Por: Horacio de Jesús Malcampo Moreno
El sistema educativo moderno tal como lo conocemos hoy en día tiene sus raíces en las reformas impulsadas en Prusia a finales del siglo XVIII durante el denominado “despotismo ilustrado”. Bajo este sistema, se buscaba extender la educación a amplios sectores de la población como una forma de tener un mejor control y servicio del Estado.
La visión de la época consideraba la educación como un medio para producir súbditos dóciles y obedientes, capaces de servir a los intereses del Estado. No se trataba de un sistema pensado para el libre desenvolvimiento y crecimiento personal de los educandos, sino que estaba enfocado en la transmisión eficiente de conocimientos y habilidades útiles para la economía y la administración prusiana.
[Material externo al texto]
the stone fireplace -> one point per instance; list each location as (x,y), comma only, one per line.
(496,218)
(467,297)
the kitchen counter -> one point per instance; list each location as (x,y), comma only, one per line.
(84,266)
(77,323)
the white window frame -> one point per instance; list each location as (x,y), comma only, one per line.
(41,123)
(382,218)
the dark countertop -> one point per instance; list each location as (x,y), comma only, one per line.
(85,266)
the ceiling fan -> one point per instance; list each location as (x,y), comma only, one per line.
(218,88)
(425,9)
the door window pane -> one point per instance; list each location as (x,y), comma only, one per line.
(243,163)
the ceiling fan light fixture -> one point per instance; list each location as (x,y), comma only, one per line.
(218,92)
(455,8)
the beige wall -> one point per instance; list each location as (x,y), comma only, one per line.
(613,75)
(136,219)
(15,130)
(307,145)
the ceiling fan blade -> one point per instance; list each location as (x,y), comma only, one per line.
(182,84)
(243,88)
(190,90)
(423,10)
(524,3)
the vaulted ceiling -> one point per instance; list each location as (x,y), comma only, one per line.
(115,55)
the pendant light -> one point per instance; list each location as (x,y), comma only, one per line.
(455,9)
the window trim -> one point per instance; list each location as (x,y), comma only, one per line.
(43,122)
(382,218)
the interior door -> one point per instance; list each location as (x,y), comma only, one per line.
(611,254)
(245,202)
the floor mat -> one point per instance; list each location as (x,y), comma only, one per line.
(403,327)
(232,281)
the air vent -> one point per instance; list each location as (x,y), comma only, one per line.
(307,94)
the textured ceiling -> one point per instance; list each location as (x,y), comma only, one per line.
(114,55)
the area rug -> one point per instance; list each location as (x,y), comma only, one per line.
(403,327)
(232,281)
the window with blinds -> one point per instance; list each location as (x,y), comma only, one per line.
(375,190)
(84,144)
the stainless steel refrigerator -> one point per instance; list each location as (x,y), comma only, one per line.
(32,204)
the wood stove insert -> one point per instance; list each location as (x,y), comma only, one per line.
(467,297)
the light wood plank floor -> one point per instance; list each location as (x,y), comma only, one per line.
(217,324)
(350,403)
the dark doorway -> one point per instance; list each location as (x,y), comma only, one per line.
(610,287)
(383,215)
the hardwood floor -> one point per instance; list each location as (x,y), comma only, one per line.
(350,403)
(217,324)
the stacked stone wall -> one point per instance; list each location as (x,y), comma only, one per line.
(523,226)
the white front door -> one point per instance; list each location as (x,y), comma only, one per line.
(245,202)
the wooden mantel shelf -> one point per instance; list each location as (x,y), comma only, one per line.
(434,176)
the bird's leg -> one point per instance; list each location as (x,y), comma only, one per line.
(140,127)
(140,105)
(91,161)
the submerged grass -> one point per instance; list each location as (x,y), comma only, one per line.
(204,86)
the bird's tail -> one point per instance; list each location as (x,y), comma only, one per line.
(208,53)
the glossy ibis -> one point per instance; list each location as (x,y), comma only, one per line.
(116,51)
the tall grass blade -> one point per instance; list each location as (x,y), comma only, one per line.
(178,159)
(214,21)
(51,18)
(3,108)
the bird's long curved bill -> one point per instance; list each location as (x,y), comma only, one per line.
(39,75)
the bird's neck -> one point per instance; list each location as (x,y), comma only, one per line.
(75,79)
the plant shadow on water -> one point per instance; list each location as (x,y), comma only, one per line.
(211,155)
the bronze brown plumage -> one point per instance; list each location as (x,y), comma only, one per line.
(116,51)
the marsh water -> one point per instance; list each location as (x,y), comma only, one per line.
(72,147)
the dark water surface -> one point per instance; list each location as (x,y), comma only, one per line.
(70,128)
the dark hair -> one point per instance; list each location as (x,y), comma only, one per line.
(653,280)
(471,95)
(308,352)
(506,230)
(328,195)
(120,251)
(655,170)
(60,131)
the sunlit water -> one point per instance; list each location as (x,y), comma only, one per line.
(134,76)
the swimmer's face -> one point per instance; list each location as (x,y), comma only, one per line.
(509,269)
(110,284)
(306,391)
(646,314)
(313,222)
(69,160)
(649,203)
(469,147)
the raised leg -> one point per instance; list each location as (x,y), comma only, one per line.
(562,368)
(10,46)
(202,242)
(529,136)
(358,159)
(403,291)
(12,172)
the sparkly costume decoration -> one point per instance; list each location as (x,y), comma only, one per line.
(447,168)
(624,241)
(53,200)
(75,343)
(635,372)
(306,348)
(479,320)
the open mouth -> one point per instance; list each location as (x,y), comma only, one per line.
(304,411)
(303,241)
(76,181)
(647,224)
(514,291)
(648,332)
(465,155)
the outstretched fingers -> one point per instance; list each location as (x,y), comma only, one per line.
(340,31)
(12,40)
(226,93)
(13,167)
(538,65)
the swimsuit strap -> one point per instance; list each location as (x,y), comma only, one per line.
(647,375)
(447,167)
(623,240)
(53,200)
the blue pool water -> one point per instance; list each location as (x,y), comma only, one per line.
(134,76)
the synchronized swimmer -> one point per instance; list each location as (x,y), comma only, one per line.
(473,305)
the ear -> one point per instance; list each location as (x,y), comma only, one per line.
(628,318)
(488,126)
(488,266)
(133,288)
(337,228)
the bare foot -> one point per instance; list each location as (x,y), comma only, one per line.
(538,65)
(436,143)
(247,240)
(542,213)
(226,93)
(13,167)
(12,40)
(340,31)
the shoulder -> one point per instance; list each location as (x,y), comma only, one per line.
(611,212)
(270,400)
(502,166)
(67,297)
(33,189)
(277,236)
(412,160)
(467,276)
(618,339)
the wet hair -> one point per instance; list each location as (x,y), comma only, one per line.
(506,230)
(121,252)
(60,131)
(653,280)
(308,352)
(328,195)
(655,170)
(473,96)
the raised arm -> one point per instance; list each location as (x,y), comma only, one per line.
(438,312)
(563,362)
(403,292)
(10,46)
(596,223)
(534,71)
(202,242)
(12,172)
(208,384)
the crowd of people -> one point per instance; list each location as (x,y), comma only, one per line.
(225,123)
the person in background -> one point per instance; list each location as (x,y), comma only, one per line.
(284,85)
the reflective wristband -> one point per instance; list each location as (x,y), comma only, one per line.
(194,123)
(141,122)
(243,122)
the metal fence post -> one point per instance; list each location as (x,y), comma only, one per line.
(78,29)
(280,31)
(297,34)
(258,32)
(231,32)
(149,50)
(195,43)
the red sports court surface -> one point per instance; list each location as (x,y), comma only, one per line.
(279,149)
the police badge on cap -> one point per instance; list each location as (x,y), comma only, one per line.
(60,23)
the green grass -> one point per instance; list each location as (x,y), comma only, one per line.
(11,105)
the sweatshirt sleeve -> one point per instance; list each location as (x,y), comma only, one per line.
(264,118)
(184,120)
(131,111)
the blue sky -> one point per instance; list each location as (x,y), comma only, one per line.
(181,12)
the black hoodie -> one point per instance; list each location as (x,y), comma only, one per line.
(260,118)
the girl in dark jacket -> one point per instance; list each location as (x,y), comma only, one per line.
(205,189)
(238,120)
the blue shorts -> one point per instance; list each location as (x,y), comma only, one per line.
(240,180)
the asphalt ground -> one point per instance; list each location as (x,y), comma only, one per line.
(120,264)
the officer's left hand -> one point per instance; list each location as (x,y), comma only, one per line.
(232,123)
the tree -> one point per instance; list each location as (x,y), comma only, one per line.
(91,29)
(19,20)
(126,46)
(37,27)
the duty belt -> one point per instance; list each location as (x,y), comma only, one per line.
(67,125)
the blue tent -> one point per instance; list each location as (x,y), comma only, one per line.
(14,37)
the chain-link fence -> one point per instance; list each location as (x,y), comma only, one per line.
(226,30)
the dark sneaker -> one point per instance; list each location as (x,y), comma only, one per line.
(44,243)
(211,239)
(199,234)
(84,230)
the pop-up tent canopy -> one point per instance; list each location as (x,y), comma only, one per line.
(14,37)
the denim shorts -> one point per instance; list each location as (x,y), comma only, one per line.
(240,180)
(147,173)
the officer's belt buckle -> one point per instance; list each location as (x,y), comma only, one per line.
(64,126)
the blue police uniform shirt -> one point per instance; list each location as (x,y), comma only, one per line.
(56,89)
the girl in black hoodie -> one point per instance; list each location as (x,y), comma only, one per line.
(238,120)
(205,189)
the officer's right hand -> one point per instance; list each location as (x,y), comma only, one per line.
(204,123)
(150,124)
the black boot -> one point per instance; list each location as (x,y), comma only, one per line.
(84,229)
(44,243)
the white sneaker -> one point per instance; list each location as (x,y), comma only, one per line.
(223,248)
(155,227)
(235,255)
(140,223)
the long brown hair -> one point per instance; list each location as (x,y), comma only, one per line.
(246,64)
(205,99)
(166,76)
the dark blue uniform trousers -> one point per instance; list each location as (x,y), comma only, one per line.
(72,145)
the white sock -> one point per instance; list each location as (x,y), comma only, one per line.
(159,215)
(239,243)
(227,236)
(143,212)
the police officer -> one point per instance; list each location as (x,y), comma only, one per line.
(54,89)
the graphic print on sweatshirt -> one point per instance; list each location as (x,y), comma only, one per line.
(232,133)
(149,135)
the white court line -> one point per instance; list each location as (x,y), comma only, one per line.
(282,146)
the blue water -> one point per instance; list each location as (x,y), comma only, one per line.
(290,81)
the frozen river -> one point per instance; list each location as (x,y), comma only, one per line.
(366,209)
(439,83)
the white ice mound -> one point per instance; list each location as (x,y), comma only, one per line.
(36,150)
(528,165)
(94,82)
Este enfoque sentó las bases para un sistema educativo altamente estandarizado y orientado a la homogenización. Con el tiempo, este modelo se fue expandiendo por distintos países, estableciéndose como la forma dominante de escolarización masiva. Por ello, diversos pensadores críticos han señalado que la escuela moderna cumple una función de control social al moldear a los estudiantes para adaptarse dócilmente a las demandas de la sociedad industrial.
En este contexto, “la razón” de los jóvenes corre el peligro de volverse un mero instrumento al servicio del sistema. En lugar de ser estimulada como una facultad crítica, creativa y transformadora, la tendencia actual es reducirla a un medio para procesar información y responder acríticamente a los estímulos del entorno.
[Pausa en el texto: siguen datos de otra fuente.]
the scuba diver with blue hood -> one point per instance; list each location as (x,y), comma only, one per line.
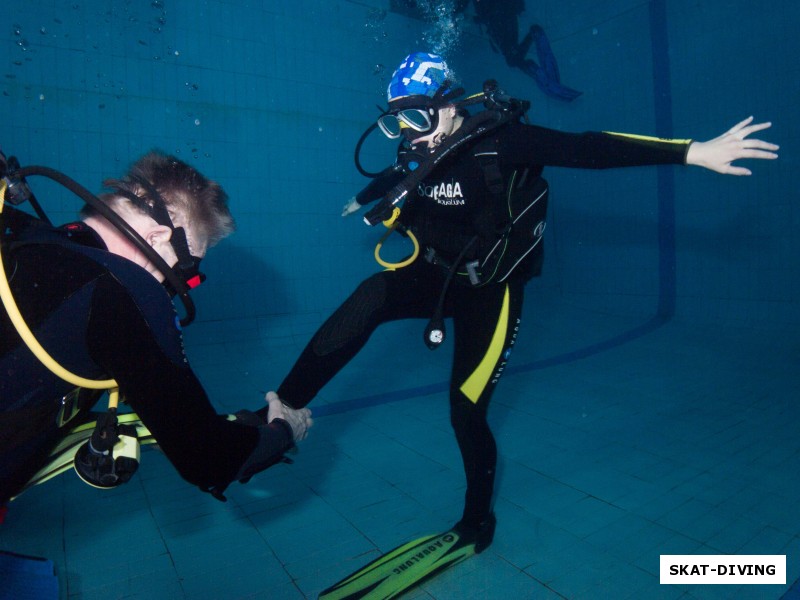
(85,311)
(474,203)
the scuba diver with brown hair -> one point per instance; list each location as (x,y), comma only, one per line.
(473,198)
(89,296)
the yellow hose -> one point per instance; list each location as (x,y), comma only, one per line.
(30,340)
(391,223)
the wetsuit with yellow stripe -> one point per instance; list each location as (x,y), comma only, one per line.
(448,209)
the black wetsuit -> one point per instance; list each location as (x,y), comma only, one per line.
(449,208)
(102,316)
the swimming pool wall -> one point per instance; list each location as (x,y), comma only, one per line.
(269,98)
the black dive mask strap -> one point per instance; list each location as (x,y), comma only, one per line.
(188,266)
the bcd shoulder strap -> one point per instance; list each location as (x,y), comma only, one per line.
(517,213)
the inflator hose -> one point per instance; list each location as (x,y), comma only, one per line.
(179,286)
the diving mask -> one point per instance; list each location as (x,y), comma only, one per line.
(418,120)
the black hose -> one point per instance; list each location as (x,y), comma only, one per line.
(180,287)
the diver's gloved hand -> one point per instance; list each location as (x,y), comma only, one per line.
(351,207)
(299,420)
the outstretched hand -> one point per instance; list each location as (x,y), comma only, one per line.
(351,207)
(719,153)
(299,420)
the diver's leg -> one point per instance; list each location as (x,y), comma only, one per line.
(387,296)
(486,324)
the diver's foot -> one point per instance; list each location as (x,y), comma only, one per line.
(481,534)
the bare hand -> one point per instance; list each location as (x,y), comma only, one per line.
(351,207)
(719,153)
(299,420)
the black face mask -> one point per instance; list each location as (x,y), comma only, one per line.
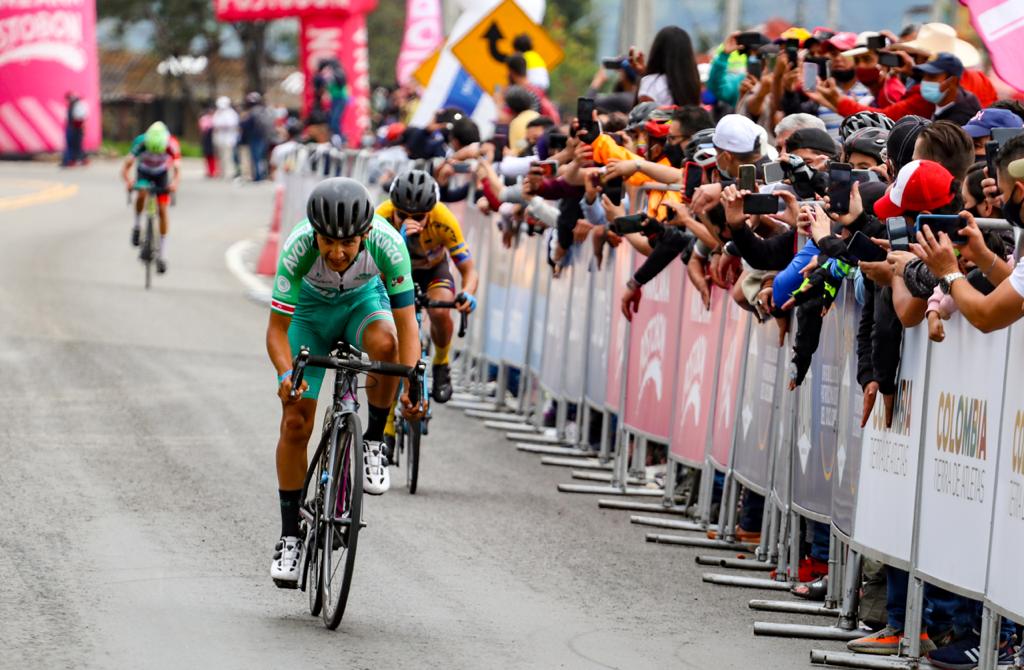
(844,76)
(676,155)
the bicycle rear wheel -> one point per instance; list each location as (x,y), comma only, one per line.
(343,516)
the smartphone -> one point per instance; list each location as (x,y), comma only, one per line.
(693,177)
(840,184)
(774,172)
(877,42)
(755,67)
(861,248)
(748,178)
(1003,135)
(548,168)
(889,59)
(588,125)
(810,76)
(898,233)
(948,223)
(613,190)
(761,203)
(863,176)
(991,153)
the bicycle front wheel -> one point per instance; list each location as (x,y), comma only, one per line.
(343,516)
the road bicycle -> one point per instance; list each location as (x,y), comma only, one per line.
(331,515)
(408,433)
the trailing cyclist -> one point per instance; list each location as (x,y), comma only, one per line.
(343,274)
(430,228)
(157,157)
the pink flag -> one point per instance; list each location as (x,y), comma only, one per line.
(1000,26)
(423,36)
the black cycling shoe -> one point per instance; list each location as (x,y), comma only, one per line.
(441,390)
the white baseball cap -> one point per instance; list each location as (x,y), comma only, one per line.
(737,134)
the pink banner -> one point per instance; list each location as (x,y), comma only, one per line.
(617,345)
(47,50)
(653,352)
(423,36)
(699,337)
(327,36)
(1000,26)
(734,341)
(268,9)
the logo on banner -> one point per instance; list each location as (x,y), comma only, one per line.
(55,36)
(693,378)
(651,352)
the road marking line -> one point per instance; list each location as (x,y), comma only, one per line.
(49,192)
(233,258)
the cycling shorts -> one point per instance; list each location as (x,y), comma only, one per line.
(318,325)
(437,277)
(156,182)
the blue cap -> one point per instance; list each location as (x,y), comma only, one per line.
(983,122)
(944,63)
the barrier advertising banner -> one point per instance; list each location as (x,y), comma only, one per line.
(698,340)
(47,50)
(961,452)
(884,519)
(757,408)
(576,352)
(517,303)
(653,349)
(734,342)
(848,441)
(619,345)
(814,459)
(1006,588)
(600,327)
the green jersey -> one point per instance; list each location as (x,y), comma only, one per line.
(302,270)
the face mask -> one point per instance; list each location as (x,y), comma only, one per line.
(844,76)
(1012,212)
(867,75)
(675,155)
(931,91)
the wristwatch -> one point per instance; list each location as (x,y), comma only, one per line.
(946,283)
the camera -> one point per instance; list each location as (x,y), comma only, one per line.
(807,181)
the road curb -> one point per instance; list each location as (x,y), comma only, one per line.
(257,289)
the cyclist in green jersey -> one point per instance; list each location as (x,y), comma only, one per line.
(344,274)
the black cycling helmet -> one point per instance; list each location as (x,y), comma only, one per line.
(860,120)
(870,141)
(340,208)
(414,192)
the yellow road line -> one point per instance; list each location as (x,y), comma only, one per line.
(47,192)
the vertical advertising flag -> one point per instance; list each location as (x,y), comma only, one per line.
(47,50)
(423,36)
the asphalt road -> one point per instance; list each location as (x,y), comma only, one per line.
(137,441)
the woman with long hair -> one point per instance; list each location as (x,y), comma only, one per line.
(671,74)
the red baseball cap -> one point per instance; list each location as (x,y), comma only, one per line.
(921,185)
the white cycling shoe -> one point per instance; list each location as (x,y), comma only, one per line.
(376,478)
(287,562)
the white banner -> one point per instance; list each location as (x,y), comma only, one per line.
(961,452)
(1006,588)
(884,520)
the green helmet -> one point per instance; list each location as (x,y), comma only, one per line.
(157,137)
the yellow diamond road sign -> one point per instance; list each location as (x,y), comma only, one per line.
(483,50)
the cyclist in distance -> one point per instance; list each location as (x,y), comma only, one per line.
(431,229)
(343,274)
(157,157)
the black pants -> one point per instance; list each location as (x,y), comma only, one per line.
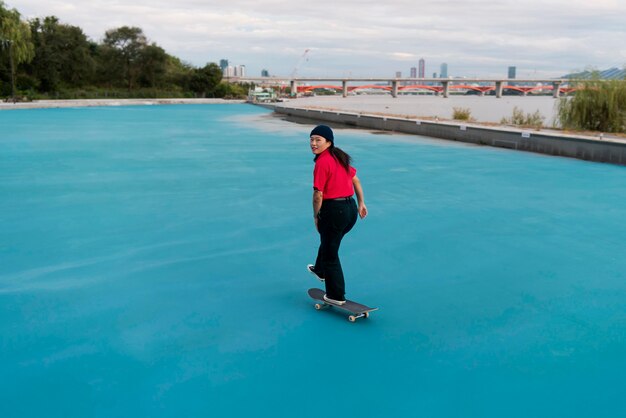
(336,219)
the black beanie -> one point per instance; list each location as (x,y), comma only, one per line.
(324,131)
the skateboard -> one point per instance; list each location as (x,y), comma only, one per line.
(356,309)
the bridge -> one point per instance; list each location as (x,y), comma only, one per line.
(394,86)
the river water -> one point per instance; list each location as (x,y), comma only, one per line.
(483,109)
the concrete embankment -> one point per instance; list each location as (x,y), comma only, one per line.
(609,150)
(45,104)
Es necesario repensar profundamente estos fundamentos sobre los que se ha erigido la escolarización moderna. Urge reconstruir epistemológicamente el sentido de la educación, situándola como un proceso que debe potenciar las capacidades evidentemente humanas de cada estudiante, en lugar de adaptarlo dócilmente a un molde preestablecido.
Para ello, se requiere transitar hacia un paradigma socio-cultural en educación, donde los procesos de enseñanza y aprendizaje estén enfocados en el desarrollo personal en un contexto de comunidad y cultura compartida.
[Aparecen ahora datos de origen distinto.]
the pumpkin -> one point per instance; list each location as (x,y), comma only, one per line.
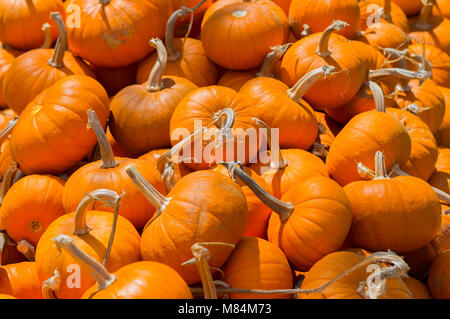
(220,216)
(257,264)
(186,58)
(58,116)
(332,267)
(91,230)
(443,135)
(34,71)
(21,21)
(318,14)
(115,33)
(226,116)
(417,288)
(439,277)
(141,132)
(238,34)
(361,138)
(373,12)
(30,205)
(109,173)
(20,280)
(401,214)
(323,49)
(430,29)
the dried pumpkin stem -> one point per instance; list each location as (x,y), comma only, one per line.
(269,61)
(97,270)
(284,210)
(277,161)
(322,49)
(106,151)
(151,193)
(57,60)
(46,28)
(154,82)
(302,86)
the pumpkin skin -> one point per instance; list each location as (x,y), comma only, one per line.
(426,95)
(21,22)
(20,280)
(337,263)
(319,14)
(205,218)
(30,205)
(125,249)
(439,277)
(340,87)
(143,280)
(301,165)
(6,59)
(134,206)
(67,139)
(117,34)
(238,34)
(401,214)
(258,213)
(257,264)
(309,233)
(360,139)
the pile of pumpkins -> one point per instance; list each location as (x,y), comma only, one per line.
(344,192)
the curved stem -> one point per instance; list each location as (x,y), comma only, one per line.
(322,49)
(156,198)
(299,89)
(57,60)
(277,161)
(106,151)
(97,270)
(154,82)
(46,28)
(270,59)
(284,210)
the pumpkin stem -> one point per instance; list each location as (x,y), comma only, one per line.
(106,151)
(273,56)
(277,161)
(46,28)
(322,49)
(57,60)
(154,82)
(284,210)
(302,86)
(97,270)
(51,285)
(153,196)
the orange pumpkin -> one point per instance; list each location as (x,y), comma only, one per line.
(58,116)
(36,70)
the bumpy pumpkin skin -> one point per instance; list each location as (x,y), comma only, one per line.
(116,34)
(30,205)
(360,139)
(212,208)
(319,14)
(401,214)
(20,280)
(257,264)
(237,35)
(439,277)
(133,206)
(143,280)
(318,225)
(125,250)
(22,20)
(59,117)
(335,264)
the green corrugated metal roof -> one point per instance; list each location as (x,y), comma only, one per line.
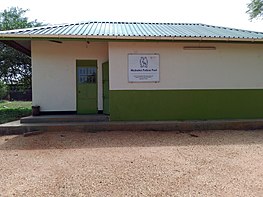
(135,30)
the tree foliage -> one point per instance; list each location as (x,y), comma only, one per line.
(3,90)
(255,9)
(15,67)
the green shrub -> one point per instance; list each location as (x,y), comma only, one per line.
(7,115)
(3,90)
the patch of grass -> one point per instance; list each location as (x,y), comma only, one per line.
(14,110)
(15,104)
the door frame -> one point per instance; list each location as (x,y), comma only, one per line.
(84,62)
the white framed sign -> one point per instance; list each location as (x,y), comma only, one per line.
(143,68)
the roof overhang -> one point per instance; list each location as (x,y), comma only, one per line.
(18,38)
(23,46)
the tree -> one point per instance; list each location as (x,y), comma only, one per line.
(3,90)
(15,67)
(255,9)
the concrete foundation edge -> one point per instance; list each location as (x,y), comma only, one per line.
(181,126)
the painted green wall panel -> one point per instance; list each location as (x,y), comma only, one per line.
(185,104)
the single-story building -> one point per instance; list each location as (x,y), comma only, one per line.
(144,71)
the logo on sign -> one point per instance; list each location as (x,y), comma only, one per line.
(144,62)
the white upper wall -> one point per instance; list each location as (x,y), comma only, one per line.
(54,72)
(230,66)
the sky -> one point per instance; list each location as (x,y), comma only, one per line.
(227,13)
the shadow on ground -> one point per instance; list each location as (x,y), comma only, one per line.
(75,140)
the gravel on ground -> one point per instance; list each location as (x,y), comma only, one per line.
(119,163)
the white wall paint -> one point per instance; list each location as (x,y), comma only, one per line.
(230,66)
(54,72)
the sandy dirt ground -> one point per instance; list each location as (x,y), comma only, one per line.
(151,163)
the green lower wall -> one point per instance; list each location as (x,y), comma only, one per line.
(185,104)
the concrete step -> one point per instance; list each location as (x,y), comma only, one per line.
(181,126)
(64,118)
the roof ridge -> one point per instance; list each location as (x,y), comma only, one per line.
(147,29)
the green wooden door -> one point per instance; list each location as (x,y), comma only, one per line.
(87,87)
(105,76)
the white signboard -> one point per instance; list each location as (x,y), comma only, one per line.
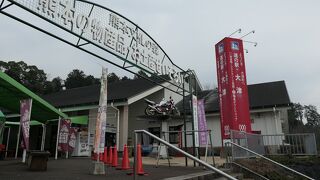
(107,30)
Asimismo, es vital estimular activamente el pensamiento crítico, reflexivo y analítico desde los primeros años, brindando herramientas para el cuestionamiento, la interpretación y la construcción de nuevos significados por sobre la mera transmisión de información.
Junto con lo anterior, la dimensión psicosocial no puede estar ausente, comprendiendo al estudiante como un ser integral, con necesidades de reconocimiento, autoestima y realización personal. El bienestar debe ser tan importante como el rendimiento académico.
Con estos elementos como base, es posible avanzar hacia una transformación progresiva del paradigma educativo dominante, centrándonos en la formación de personas integrales, con pensamiento autónomo y capacidad de aprender a aprender, reduciendo los riesgos de una instrumentalización utilitaria de la “razón”. La escuela debe ser un espacio de crecimiento multidimensional en libertad.